Her line on tonsils was less humane. She thought they were a mistake. Everyone would be much the better for having theirs out. She had strong ideas about the best post-operative diet: dry toast. ‘My goodness, don’t you cry when you eat your first piece! But you get better quickly. At my last place of work there was an Italian man who was crying his silly eyes out when I made him eat his toast. Next day what happens? He thanks me from the bottom of his heart, for helping him get better so much more quickly than the patients being pampered with jellies and ice cream. Such a soppy thing to give a tonsillectomy patient!’ Temperamentally she was well suited to the school’s philosophy of care that stopped well short of spoiling.

Ponky-doodle

I appreciated the porridge very much and enjoyed the occasional fried egg but hung stubbornly on to my tonsils. One of the minor matrons who joined the school at this time was Millicent Baxter, thin and pretty, very lively. She had a stylised way of sniffing when she was near some of the boys. Whatever else Vulcan was, it was a place where boys reached physical maturity far away from their mothers’ tender nagging. Some of us positively hummed. She would raise her chin and tilt her head to one side, to take two thoughtful sniffs. There was nothing censorious about it. She might have been trying to memorise the scent of a flower strange to her. Then she might casually say, to an Egyptian boy who was sometimes distinctly aromatic, ‘Nabil, have you had a bath today? We’re getting a little …’ She never said smelly. She never said whiffy, rank, stinky or high. She never even said pongy. What she said was ponky-doodle.

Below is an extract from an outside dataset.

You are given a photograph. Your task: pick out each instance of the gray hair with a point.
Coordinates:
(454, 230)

Her other mannerism was what she said instead of swearing. Just when it seemed that the temptation to say ‘Bloody’ was too much, and she’d gone beyond the point of no return with those satisfying opening consonants, that ‘Bl—’, she would make a great effort and say ‘—ue pencil!’ instead. Blue pencil. The censor’s blue pencil crossed out the expressions she didn’t allow herself to utter.

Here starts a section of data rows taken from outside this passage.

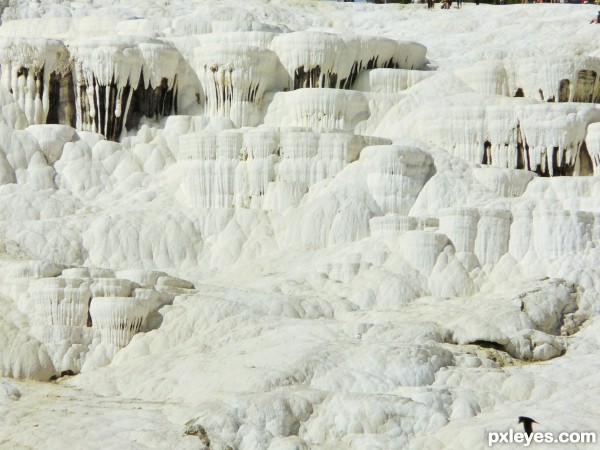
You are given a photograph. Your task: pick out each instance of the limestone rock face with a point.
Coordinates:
(278, 224)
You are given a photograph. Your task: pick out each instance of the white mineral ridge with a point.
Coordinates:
(297, 224)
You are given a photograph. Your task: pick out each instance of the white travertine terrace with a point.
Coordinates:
(321, 109)
(559, 78)
(389, 80)
(395, 175)
(108, 74)
(33, 71)
(293, 226)
(61, 301)
(314, 59)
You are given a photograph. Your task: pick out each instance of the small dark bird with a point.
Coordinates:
(527, 424)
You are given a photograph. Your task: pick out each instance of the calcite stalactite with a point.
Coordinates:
(546, 138)
(323, 60)
(37, 73)
(396, 175)
(235, 78)
(118, 82)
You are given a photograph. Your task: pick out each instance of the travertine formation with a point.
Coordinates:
(294, 227)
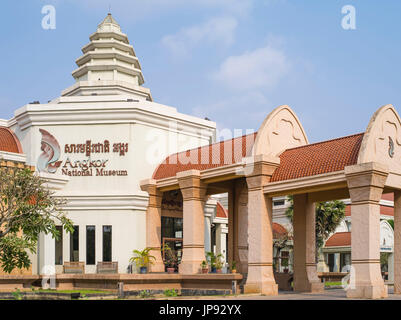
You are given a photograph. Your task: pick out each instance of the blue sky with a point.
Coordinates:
(230, 60)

In theory the new buildings were perfectly tailored to our needs, but there were plenty of little flaws. Miss Willis often told us about the bell-push she had seen at a Local Authority building, for the disabled to ring for assistance, but placed far too high for anyone in a wheelchair to reach. This was one of her little sermons. Even so, on her home ground she hadn’t been able to anticipate every problem. There was a metal ridge, for instance, to the front entrance of the dormitory block, which no electric wheelchairs could cross, and only the most skilful manual wheelers could jerk themselves up and over. A temporary wooden ramp was commissioned so that the premises could be properly accessible while the repairs were pending.

Trussed, basted, oven ready

Judy Brisby had the nerve to visit the school to flaunt her happiness. She even came into the classroom and said she had an announcement to make. She was going to have a baby. Why, exactly, were we supposed to care?

There was dutiful applause from two or three pupils. I was one of them, toady to the last, but since all I can do in the way of clapping is to pat the back of the left hand with the front of my right I hardly swelled the accolade. Julian didn’t even go through the motions of clapping. As the applause was dying away he said, ‘Poor kid!’ not loudly — but loudly enough.